I would assume the default case is that the tech would improve total hedonistic or preference satisfaction value for any given individual. Therefore my statement only holds in the cases where credence is given to these value types. Even if moral realism is true, and hedonism/PF were the only contributing values, I'd still guess some deliberate steering would be necessary to reach Welfarian status and not fall short and only be considered a... Hufarian maybe?

Jeffrey Kursonis @ 2025-11-05T15:09 (+1)

I hope you have a billion years to evolve your Welfareans. Since humans already have that behind us and our evolution has been going pretty good and faster in the last 200 years maybe in a hundred or so we’ll be getting pretty close to your imagination of Welfareans. 

My thesis is that the core driving bit of humans is love, but that most of what love is, has not fully unfolded yet, like a flower not yet fully blossomed. So we just keep pushing forward, especially on benefitting others (like EA) and the unfolding will continue. 

teatonglu @ 2025-11-05T13:41 (+1)

We should become our own version of Welfareans at our own pace living peacefully with Welfareans - towards win-win theory

Dylan Richardson @ 2025-11-04T00:33 (+1)

I take your point about "Welfareans" vs hedonium as beings rather than things, perhaps that would improve consensus building on this. 
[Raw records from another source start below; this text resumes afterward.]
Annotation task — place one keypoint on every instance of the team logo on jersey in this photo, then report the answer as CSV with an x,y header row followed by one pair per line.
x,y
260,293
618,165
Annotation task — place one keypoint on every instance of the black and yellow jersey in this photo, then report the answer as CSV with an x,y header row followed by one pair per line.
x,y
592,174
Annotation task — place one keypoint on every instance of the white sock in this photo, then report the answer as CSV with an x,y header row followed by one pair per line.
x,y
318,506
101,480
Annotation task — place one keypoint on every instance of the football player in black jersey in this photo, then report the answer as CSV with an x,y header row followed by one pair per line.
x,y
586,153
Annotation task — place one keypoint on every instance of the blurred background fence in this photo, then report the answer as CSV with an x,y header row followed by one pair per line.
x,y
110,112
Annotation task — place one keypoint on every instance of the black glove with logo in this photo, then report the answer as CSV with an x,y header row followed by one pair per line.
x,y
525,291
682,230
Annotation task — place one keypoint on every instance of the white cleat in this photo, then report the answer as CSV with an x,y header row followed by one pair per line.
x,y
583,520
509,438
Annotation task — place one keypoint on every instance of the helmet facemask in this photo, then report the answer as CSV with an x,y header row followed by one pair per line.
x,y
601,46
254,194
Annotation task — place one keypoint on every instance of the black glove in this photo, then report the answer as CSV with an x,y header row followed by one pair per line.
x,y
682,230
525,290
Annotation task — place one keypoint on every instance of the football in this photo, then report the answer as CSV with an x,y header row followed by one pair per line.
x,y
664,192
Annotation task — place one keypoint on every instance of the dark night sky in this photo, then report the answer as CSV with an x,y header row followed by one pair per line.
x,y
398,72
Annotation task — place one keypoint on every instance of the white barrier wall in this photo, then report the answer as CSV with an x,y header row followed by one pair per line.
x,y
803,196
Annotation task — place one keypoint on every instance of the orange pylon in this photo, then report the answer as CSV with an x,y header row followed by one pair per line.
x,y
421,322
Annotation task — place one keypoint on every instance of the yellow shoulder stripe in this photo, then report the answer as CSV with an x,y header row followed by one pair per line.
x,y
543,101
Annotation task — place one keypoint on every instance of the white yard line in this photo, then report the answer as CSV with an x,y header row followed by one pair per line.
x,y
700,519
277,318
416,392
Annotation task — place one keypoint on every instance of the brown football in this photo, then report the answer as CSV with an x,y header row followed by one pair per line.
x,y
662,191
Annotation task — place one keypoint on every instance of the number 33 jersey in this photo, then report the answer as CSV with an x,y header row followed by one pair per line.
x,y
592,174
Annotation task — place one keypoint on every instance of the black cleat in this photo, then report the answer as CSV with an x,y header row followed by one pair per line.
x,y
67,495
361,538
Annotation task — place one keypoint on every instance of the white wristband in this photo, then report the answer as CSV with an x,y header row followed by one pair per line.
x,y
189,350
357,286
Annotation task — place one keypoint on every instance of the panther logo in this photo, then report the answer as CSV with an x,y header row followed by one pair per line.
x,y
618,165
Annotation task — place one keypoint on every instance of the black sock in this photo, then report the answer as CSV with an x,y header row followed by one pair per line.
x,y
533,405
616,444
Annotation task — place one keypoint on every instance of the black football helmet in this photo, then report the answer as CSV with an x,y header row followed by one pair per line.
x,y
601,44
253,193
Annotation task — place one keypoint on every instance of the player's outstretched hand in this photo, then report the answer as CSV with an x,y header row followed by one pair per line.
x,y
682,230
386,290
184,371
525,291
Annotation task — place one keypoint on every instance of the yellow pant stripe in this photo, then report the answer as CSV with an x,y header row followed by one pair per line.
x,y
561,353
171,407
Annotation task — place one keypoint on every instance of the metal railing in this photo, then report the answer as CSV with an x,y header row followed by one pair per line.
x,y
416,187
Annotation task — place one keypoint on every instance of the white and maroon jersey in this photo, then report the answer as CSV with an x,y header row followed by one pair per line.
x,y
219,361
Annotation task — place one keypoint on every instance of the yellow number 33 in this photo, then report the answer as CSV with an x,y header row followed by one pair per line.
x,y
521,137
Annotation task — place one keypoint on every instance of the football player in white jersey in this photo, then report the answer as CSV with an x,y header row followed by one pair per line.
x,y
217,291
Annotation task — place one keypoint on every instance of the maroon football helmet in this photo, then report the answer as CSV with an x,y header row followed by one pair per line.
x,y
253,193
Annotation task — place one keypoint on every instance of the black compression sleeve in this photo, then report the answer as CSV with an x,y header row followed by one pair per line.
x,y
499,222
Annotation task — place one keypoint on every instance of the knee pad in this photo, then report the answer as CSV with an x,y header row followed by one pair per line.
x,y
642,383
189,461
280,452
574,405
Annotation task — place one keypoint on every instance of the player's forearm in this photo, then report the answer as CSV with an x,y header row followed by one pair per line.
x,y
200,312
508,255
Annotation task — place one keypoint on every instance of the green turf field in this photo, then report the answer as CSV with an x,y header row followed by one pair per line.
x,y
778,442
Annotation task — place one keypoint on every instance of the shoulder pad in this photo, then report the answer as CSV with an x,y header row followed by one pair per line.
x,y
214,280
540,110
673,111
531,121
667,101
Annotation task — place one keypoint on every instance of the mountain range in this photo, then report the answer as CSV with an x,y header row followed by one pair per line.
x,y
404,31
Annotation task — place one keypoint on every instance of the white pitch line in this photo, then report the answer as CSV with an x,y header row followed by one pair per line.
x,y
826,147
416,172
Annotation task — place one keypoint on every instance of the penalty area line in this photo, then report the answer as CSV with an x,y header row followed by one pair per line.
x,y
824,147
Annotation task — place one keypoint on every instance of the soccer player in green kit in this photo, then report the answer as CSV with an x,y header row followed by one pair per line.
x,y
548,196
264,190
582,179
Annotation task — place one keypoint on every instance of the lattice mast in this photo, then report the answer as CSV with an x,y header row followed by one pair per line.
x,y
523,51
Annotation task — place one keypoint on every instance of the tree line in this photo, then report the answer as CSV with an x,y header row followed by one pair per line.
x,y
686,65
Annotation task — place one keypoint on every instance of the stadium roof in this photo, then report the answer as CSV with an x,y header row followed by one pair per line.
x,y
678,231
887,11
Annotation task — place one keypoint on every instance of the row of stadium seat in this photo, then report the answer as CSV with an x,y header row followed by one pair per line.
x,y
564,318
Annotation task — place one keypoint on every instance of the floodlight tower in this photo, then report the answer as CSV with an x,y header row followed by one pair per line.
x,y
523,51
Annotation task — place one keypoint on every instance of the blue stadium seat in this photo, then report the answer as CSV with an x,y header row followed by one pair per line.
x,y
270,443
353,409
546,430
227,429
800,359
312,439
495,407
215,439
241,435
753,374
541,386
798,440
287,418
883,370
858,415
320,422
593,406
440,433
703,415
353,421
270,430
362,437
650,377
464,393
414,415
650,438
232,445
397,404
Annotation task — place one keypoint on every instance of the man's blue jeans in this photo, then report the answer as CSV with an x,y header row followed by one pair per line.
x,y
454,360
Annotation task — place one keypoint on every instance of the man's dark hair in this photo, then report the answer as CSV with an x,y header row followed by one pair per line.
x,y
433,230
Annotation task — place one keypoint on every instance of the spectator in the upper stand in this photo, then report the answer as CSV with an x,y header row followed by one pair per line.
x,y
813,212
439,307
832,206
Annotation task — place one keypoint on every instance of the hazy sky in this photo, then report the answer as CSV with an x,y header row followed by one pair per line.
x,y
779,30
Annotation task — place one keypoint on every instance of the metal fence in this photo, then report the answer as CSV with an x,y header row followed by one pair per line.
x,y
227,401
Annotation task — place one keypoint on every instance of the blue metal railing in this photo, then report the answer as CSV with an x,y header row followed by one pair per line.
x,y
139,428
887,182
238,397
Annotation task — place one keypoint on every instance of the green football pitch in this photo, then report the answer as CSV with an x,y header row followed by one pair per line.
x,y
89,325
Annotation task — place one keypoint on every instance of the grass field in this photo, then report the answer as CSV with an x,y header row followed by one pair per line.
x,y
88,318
That being said, I don't really expect whatever these entities are to be anything like what we are accustomed to calling persons. A big part of this is that I don't see any reason for experiences to be changing over time; they wouldn't need to be aging or learning or growing satiated or accustomed. 

Perhaps this is just my hedonist bias coming through -  certainly there's room for compromise. But unfortunately my experience is that lots of people are strongly compelled by experience machine arguments and are unwilling to make the slightest concession to the hedonist position. 

Changed my mind, I like this. I'm going to call them Welfareans from now on.

Jesper 🔸 @ 2025-11-03T12:16 (+1)

Your Welfareans sound a lot like Nozick's utility monster to me. Do you agree to that comparison?